As the news sank in the rafters became despondent and dejected. With sorrowful eyes, they watched the white passengers disembark and file away like ants into the city. The mob parted to let them through then quickly closed the gap. After the ship’s cargo was unloaded the Northerner let off steam, sounded its whistle, and made way for Mendota, a few miles upstream.
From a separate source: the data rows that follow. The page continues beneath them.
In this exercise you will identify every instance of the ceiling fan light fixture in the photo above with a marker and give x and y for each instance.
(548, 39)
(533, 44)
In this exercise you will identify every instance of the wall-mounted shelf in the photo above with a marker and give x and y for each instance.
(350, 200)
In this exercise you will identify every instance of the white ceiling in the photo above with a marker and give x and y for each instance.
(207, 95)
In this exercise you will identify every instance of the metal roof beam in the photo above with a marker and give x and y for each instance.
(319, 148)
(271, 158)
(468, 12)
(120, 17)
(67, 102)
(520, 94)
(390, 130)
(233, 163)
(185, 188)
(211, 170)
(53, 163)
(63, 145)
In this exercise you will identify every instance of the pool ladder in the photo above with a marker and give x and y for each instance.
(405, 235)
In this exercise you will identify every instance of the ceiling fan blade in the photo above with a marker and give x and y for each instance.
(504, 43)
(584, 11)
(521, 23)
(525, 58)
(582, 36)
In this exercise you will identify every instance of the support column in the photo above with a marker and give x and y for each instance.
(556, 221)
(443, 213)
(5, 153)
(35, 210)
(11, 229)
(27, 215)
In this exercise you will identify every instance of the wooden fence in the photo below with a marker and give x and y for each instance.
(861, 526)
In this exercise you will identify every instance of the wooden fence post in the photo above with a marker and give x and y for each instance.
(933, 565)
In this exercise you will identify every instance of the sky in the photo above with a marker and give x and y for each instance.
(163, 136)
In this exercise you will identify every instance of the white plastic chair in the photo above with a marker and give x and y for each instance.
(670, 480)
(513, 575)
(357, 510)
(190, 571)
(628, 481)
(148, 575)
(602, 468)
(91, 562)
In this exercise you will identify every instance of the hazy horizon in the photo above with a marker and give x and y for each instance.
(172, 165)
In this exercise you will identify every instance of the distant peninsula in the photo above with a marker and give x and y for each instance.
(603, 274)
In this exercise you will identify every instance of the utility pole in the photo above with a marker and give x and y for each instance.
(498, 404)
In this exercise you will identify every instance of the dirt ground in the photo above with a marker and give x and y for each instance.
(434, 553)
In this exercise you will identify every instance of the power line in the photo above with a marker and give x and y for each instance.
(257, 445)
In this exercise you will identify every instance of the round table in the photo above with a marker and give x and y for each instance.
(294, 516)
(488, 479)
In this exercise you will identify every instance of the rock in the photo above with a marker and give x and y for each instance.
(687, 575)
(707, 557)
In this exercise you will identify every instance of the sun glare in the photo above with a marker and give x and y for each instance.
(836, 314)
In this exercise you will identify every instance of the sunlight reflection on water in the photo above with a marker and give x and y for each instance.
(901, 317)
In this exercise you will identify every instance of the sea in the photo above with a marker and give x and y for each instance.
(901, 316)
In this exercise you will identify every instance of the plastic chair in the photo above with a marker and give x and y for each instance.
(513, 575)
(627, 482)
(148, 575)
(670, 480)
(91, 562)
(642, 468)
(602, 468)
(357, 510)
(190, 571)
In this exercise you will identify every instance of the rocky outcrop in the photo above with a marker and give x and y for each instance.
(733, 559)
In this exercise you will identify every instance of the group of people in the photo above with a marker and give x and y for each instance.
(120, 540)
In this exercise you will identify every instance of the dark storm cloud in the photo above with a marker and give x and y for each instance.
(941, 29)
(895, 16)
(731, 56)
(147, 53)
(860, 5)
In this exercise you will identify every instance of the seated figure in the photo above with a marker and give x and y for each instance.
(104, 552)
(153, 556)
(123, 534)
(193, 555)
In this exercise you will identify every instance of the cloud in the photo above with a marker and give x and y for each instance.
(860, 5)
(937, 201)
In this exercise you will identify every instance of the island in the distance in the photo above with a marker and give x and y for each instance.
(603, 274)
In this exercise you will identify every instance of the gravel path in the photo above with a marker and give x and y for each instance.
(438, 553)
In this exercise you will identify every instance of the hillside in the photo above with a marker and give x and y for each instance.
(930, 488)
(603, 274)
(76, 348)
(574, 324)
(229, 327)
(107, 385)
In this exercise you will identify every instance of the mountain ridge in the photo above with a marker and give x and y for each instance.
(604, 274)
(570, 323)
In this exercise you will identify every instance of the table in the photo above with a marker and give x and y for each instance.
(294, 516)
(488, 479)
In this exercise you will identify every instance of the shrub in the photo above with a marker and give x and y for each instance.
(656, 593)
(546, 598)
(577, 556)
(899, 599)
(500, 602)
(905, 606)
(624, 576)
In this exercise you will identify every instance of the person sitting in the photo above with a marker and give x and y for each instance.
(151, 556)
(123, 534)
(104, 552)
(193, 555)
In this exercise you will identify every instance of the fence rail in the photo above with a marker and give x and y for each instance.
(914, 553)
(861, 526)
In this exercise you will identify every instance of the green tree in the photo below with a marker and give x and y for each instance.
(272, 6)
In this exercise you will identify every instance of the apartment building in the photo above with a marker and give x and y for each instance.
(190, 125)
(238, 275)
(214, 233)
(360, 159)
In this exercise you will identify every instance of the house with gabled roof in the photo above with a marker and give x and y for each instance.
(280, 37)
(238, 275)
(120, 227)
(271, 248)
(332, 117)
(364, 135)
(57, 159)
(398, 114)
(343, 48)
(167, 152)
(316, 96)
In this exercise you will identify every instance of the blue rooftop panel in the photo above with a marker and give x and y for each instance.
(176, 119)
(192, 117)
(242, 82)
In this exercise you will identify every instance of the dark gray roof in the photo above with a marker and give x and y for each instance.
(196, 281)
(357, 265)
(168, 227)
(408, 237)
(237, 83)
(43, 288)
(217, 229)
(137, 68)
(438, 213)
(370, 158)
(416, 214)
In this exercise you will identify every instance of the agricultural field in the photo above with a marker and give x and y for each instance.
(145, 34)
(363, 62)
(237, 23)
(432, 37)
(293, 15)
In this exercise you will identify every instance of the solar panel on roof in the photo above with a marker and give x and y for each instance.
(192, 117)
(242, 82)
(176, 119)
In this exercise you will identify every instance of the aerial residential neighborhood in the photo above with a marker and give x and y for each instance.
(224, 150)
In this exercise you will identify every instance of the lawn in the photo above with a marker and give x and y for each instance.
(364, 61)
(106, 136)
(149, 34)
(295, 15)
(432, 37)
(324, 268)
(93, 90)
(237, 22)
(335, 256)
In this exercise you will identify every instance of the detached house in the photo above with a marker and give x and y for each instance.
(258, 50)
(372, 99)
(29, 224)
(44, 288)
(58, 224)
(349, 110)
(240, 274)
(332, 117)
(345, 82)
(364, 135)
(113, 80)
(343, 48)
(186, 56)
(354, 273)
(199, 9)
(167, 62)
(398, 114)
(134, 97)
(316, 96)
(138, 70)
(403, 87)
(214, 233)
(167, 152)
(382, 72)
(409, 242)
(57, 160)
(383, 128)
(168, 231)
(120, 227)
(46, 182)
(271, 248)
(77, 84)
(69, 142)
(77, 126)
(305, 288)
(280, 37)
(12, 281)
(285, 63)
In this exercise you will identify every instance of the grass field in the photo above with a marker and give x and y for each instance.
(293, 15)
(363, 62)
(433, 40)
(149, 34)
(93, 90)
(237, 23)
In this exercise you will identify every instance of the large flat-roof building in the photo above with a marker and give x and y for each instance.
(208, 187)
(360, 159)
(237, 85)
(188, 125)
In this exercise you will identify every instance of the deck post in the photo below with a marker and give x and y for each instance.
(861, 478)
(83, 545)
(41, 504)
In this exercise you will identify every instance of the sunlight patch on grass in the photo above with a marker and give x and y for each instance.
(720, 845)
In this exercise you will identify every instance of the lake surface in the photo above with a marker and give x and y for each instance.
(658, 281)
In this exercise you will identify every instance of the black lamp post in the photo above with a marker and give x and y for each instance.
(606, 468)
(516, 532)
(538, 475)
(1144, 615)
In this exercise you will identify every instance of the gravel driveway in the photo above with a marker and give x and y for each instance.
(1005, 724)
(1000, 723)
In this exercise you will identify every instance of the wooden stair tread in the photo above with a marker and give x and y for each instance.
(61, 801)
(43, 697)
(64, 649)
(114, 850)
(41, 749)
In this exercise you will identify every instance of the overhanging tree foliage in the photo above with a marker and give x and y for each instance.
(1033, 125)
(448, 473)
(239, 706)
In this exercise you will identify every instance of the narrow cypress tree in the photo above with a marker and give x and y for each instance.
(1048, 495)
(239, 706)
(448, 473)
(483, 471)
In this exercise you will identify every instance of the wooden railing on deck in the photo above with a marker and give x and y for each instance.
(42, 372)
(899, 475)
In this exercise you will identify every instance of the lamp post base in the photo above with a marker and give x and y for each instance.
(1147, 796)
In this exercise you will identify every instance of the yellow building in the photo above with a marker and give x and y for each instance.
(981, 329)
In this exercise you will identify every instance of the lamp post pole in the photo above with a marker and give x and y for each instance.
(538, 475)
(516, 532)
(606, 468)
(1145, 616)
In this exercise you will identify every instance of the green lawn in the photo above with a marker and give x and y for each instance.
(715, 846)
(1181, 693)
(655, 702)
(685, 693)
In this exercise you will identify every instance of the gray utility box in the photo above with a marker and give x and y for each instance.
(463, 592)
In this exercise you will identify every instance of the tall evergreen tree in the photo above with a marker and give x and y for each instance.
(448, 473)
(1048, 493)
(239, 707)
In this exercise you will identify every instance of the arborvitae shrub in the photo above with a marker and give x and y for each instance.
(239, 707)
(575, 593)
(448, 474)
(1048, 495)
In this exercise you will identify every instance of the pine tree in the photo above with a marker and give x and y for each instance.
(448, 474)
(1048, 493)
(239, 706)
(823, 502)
Hickman firmly set his jaw and stood tall at the bow of the raft, his back now to his followers, his head held high. Soon they reached a quiet landing in a forest budding with new life. Birds chirped, squirrels chattered as they bounced from tree to tree, and bright sunrays burst through the clouds and danced on the sparkling water. Hickman noticed it all and it warmed his aching heart.
Once on dry land the weary pilgrims stretched their legs and milled around silently on the sandy beach, feeling lost and confused. Hickman walked a short distance away, sat down on a bleached log and pondered their next move, imploring the Holy Spirit for guidance. A short time later he called his followers together and addressed them boldly, emitting the fervent confidence they expected from him, or more importantly desperately needed from him.
“Fear not,” he said. “We have crossed the Jordan. This is where God wants us to be. Let us bow our heads and worship Him in this sacred place.”